Using a loop whether it be a while or recursive loop.
Using a log but that is applicable only for positive numbers.

In this article, we will be demonstrating it through while loop.

What should be the approach for this program?

Let's consider we have a number 342567 so how can we count its digit? First thing is clear that we have to use a loop as we are counting the digits, as long as the loop will run we will add the 1 to the variable. But we don't know the length of integer so what we can do is divide it by 10.We divide until the number becomes zero so loop will run until the length of digits. Though this we can count no. of digits in a given integer.

Flowchart for counting no. of digits in the number:

Remove WaterMark from Above Flowchart

Algorithm for counting no. of digits in the number:

Declare variable a and n; //n variable is used for counting Read number a; while(a not equal 0) a=a/10; n=n+1; end Print n;

Here in this algorithm we declare a variable "a" for storing the number whose digits we have to count and a variable n for counting the digits. We read the variable a. Let's take a number 456235 we have to count it's digit, so we store it in the variable a. As our number is not zero it will enter the loop, this will be the 1st iteration.

In the 1st iteration, comes a=a/10 so we divide 456235/10 ie. a becomes 45623 and we add a number 1 in n, n becomes 1.
In the 2nd iteration 45623 enters the loop a becomes 4562 and n becomes 2
In the 3rd iteration 4562 enters the loop a becomes 456 and n becomes 3.
In the 4th iteration 456 enters the loop a becomes 45 and n becomes 4.
In the 5th iteration 45 enters the loop a becomes 4 n becomes 5.
In the 6th iteration a becomes 0 and n becomes 6

Now the a will not enter the loop so we print the value of n which is 6.

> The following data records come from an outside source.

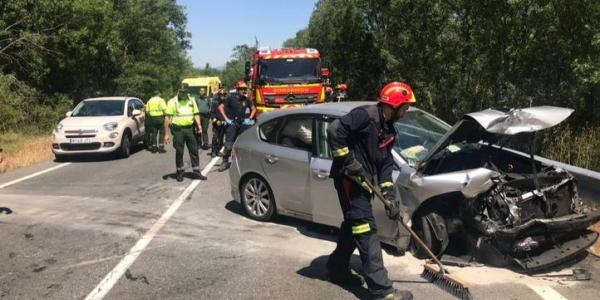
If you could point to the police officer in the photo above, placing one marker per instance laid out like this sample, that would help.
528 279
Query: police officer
238 111
155 119
204 104
218 123
182 111
361 142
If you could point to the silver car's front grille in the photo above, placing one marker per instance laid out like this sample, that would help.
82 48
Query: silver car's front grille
81 133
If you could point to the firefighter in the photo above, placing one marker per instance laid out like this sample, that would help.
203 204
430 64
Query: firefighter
361 142
155 111
204 104
181 115
238 111
218 123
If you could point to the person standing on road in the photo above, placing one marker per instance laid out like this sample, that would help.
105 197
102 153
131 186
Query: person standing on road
155 112
182 111
361 142
204 104
238 112
218 123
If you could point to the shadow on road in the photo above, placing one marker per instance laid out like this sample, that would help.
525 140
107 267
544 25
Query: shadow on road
318 270
309 229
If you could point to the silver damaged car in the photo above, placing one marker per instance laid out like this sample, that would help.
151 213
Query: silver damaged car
462 189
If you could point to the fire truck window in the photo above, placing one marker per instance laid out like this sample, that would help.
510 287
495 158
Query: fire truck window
297 133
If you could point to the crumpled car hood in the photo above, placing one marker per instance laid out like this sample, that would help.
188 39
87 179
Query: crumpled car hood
520 120
491 124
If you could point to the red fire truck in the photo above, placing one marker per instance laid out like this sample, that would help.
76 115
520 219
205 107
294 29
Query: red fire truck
285 78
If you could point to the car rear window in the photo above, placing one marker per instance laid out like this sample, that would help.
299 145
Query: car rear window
267 131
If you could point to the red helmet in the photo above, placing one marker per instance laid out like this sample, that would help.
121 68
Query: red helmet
396 93
241 85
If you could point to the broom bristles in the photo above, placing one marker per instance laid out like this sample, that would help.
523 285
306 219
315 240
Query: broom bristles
452 284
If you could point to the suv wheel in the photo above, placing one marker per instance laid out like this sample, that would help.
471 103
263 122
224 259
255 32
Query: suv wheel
257 199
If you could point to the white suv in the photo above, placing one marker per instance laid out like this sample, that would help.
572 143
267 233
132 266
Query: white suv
100 125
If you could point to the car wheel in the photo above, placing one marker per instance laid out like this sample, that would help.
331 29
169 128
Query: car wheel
424 230
257 199
125 149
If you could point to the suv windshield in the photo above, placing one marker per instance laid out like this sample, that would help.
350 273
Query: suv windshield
98 108
416 133
291 70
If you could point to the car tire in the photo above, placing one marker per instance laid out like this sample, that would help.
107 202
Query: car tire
125 148
257 199
423 229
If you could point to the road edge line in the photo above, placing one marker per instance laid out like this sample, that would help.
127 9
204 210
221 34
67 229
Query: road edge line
109 281
546 292
33 175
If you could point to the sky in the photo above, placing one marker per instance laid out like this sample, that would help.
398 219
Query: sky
218 26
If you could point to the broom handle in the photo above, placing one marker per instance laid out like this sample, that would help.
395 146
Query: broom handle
414 235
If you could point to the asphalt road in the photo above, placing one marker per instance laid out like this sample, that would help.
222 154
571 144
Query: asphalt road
127 229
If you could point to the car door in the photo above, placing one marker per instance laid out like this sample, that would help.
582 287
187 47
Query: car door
325 205
286 164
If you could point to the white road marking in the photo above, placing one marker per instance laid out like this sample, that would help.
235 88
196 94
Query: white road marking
100 291
545 292
33 175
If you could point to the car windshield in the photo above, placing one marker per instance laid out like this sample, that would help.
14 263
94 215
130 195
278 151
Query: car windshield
98 108
290 70
416 133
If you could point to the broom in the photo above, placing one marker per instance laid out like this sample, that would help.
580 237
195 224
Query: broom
433 272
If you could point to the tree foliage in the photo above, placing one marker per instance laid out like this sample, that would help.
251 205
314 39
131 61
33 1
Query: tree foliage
85 48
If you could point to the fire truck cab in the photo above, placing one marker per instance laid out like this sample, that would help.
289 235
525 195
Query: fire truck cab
285 78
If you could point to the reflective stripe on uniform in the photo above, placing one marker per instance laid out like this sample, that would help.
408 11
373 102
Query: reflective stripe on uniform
360 229
386 184
341 152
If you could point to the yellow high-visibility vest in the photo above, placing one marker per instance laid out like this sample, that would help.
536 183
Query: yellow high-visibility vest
182 111
156 106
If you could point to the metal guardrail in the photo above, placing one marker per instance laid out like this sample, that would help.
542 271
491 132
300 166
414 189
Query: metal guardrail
588 181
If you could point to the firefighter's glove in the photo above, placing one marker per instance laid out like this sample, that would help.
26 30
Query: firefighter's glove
352 167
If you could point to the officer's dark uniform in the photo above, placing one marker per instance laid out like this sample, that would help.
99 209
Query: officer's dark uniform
218 125
182 127
204 105
237 108
364 134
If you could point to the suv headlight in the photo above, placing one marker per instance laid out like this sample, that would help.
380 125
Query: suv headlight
58 127
110 126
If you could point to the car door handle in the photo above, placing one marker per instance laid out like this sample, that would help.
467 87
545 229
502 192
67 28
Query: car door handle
271 158
321 174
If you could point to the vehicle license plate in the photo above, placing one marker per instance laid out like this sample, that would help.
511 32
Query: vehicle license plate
80 141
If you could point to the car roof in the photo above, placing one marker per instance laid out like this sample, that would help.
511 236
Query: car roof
110 98
334 108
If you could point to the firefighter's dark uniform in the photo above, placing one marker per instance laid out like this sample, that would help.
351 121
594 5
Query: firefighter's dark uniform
155 119
364 134
237 108
182 127
219 126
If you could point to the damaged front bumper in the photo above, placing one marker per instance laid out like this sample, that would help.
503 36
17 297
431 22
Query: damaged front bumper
543 243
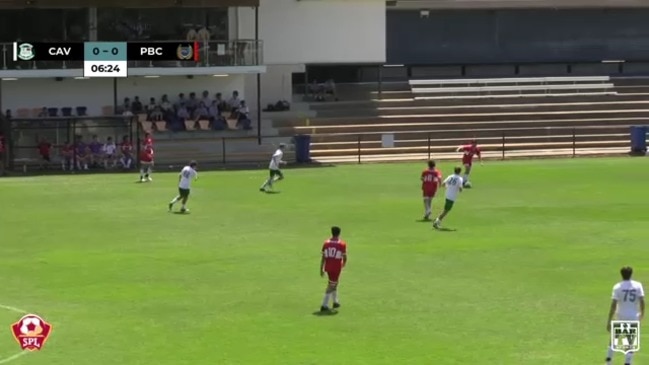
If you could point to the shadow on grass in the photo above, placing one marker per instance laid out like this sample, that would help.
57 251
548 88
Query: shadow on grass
325 314
444 229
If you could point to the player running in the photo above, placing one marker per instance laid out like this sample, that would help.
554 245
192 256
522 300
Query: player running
274 167
431 178
185 178
453 185
628 301
146 163
334 258
469 151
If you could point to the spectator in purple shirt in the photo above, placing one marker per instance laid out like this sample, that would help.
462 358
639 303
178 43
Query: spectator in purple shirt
83 155
96 151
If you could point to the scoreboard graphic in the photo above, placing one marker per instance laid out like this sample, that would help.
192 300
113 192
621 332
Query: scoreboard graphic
106 59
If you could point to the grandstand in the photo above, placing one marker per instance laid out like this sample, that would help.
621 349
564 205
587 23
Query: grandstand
511 117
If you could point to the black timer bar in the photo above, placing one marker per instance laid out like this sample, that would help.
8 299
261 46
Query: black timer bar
140 51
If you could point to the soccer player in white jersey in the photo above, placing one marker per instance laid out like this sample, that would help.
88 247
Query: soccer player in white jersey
453 185
275 173
185 178
628 301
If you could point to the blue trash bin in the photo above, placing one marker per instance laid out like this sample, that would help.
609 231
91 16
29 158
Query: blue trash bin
639 139
303 148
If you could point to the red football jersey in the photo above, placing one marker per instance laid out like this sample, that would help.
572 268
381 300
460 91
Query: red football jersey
333 251
469 151
126 147
146 155
430 179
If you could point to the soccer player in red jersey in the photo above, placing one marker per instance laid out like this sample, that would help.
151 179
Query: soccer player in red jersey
67 153
469 151
431 178
146 163
334 258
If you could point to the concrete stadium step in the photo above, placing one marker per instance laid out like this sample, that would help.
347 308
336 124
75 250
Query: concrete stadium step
489 155
459 140
472 133
467 125
485 147
328 115
513 99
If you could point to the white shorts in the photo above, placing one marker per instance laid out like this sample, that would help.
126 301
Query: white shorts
627 317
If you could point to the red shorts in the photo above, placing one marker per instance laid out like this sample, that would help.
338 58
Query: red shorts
333 275
429 193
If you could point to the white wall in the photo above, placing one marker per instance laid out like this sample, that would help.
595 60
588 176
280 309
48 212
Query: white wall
318 31
96 93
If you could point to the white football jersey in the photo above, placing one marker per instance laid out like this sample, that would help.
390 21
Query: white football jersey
187 174
276 159
453 185
627 293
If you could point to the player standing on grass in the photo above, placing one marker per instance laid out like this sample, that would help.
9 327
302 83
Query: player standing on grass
453 185
628 301
334 258
275 173
185 178
469 151
431 178
146 163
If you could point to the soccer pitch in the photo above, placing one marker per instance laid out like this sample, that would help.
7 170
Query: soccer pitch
524 279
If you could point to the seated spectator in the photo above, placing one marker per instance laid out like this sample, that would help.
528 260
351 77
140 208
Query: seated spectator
243 117
154 111
181 101
201 112
167 108
82 153
126 151
137 106
96 153
222 105
44 148
192 103
206 98
125 107
234 103
67 156
218 122
110 153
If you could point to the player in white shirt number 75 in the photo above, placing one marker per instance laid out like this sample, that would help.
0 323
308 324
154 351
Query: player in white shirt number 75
628 301
185 178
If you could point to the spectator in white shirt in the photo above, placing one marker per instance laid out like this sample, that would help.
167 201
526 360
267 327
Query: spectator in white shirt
243 116
201 112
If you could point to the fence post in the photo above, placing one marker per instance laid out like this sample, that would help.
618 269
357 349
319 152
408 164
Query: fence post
574 142
223 149
359 148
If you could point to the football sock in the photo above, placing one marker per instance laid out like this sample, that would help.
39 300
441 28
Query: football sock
325 301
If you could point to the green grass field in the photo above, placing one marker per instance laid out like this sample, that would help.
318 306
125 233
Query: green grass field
525 278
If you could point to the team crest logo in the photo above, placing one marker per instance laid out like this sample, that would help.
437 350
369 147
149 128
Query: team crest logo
185 52
31 332
25 51
625 336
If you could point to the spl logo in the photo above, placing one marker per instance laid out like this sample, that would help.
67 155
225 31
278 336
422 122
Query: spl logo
31 332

Count Number of Digits in an Integer Implementation in C:

#include<stdio.h> int main() { int a, n; printf("Enter a number:"); scanf("%d", & a); while (a != 0) { a /= 10; n++; } printf("No. of digits is %d", n); }

Note: The value stored in the variable is int hence the digit should be in between -32,768 to 32,767 or -2,147,483,648 to 2,147,483,647 depending on whether you have 32 bit or 64 bit compiler. At max a variable can store 9223372036854775807 this much large number using long datatype.